[M3devel] LLVM backend?

Fri Mar 29 17:58:54 CET 2013

For me, the best debugger architecture still remains the one
designed by D.R.Hanson:

http://research.microsoft.com/pubs/69690/tr-99-04.pdf

platform-independent and easy to implement.

From: Jay K 
Sent: Friday, March 29, 2013 5:09 PM
To: Rodney M. Bates ; m3devel 
Subject: Re: [M3devel] LLVM backend?

This doesn't completely make sense to me.
But it is kind of what I expected and desire.

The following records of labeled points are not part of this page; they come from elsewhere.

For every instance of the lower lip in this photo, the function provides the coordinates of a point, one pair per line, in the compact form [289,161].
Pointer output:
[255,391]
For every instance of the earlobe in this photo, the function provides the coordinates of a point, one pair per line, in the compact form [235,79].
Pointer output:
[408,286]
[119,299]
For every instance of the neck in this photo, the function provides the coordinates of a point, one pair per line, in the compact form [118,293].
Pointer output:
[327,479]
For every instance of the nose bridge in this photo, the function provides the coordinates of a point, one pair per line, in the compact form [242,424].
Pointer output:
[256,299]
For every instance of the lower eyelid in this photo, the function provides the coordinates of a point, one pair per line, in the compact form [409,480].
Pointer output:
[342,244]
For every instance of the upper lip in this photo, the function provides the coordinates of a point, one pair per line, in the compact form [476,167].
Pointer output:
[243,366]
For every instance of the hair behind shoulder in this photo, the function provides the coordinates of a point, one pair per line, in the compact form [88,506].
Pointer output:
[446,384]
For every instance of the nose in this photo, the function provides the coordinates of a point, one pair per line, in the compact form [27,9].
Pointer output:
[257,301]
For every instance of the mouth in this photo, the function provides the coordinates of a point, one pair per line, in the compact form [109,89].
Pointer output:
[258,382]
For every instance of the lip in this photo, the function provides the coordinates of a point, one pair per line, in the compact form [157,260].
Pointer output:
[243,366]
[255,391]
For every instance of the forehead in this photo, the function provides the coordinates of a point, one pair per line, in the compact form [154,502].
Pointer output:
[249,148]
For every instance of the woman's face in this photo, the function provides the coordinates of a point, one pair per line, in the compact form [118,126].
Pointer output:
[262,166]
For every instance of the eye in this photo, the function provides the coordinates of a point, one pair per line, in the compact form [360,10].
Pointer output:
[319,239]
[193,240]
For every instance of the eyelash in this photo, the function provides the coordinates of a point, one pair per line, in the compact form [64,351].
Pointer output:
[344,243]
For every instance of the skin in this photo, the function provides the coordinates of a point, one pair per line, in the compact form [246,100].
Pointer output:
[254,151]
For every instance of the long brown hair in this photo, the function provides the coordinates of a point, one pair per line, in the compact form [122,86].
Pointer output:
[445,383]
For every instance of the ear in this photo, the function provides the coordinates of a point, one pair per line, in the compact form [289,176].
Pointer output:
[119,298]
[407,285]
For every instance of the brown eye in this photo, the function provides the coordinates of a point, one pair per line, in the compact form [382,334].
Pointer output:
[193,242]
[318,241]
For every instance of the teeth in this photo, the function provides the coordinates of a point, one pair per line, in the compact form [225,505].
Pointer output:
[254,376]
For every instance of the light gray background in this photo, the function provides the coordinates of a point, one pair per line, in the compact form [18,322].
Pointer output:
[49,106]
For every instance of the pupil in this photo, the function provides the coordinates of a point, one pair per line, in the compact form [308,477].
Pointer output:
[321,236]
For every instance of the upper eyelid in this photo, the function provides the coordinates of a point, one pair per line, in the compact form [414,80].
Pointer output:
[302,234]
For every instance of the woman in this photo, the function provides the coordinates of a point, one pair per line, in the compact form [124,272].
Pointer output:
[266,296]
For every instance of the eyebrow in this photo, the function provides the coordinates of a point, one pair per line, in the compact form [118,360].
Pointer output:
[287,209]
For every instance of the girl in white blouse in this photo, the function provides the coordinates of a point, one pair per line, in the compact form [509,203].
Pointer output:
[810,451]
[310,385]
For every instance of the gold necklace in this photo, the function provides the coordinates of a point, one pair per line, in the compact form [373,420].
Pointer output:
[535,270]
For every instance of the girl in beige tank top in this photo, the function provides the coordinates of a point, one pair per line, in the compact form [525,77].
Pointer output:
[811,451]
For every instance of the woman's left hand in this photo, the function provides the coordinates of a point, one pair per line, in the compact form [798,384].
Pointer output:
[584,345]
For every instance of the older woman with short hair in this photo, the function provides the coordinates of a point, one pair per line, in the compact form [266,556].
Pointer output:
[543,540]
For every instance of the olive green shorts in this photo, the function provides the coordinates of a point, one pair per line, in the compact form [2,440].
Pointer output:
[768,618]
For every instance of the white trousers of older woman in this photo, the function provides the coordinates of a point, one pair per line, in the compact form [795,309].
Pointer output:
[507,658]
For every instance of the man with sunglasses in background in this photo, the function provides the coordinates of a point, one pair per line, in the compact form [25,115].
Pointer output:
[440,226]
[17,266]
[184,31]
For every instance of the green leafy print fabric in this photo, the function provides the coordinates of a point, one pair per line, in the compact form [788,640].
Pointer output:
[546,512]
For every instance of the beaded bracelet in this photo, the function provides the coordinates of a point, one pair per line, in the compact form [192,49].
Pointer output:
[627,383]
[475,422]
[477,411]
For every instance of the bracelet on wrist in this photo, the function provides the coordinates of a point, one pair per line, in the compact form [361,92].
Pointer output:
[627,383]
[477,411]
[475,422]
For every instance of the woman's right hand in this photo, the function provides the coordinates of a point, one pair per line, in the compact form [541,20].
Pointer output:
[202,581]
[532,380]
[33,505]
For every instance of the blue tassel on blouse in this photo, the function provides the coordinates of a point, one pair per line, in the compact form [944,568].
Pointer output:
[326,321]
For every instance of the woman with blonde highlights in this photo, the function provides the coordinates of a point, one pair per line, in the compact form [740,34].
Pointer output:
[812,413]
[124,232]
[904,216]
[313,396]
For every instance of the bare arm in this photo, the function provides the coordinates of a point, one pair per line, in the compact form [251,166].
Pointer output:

The debug format isn't the point.
parse.c should have no knowledge of dwarf vs. stabs vs. coff vs. xcoff
vs. codeview vs. vms vs. anything else.
It just happens that the authors found a private channel in stabs.
Ideally any debug format used by any C compiler can fully describe C,
and Modula-3.

The way it (any gcc frontend) is supposed to work is you describe
the types using a compiler-internal form, and that gets translated
into whatever the user requests that is supported.
The primary limit as to what gcc can do is probably the object file format.

Any backend without a private channel to the debugger, i.e. the C backend
as well as an LLVM backend, will have degraded debugging.

Perhaps a private channel can be found either way though.
Like, gcc does have this "tfile" thing where after compilation,
a separate tool goes over the .S file and makes changes.
Ideally we don't have intermediate .S files though.

Now, on Windows, for cdb/ntsd/windbg/kd, you can write debugger plugins.
.dlls loaded by the debugger that have full access to symbols.
They are often very helpful, and would surely help here.

I do wonder if it is worth changing TEXT for debuggability.
Like, say, to always be flat, no trees, and always nul terminated:
(actually I'd always write two zero bytes, in case of viewing the ascii as unicode)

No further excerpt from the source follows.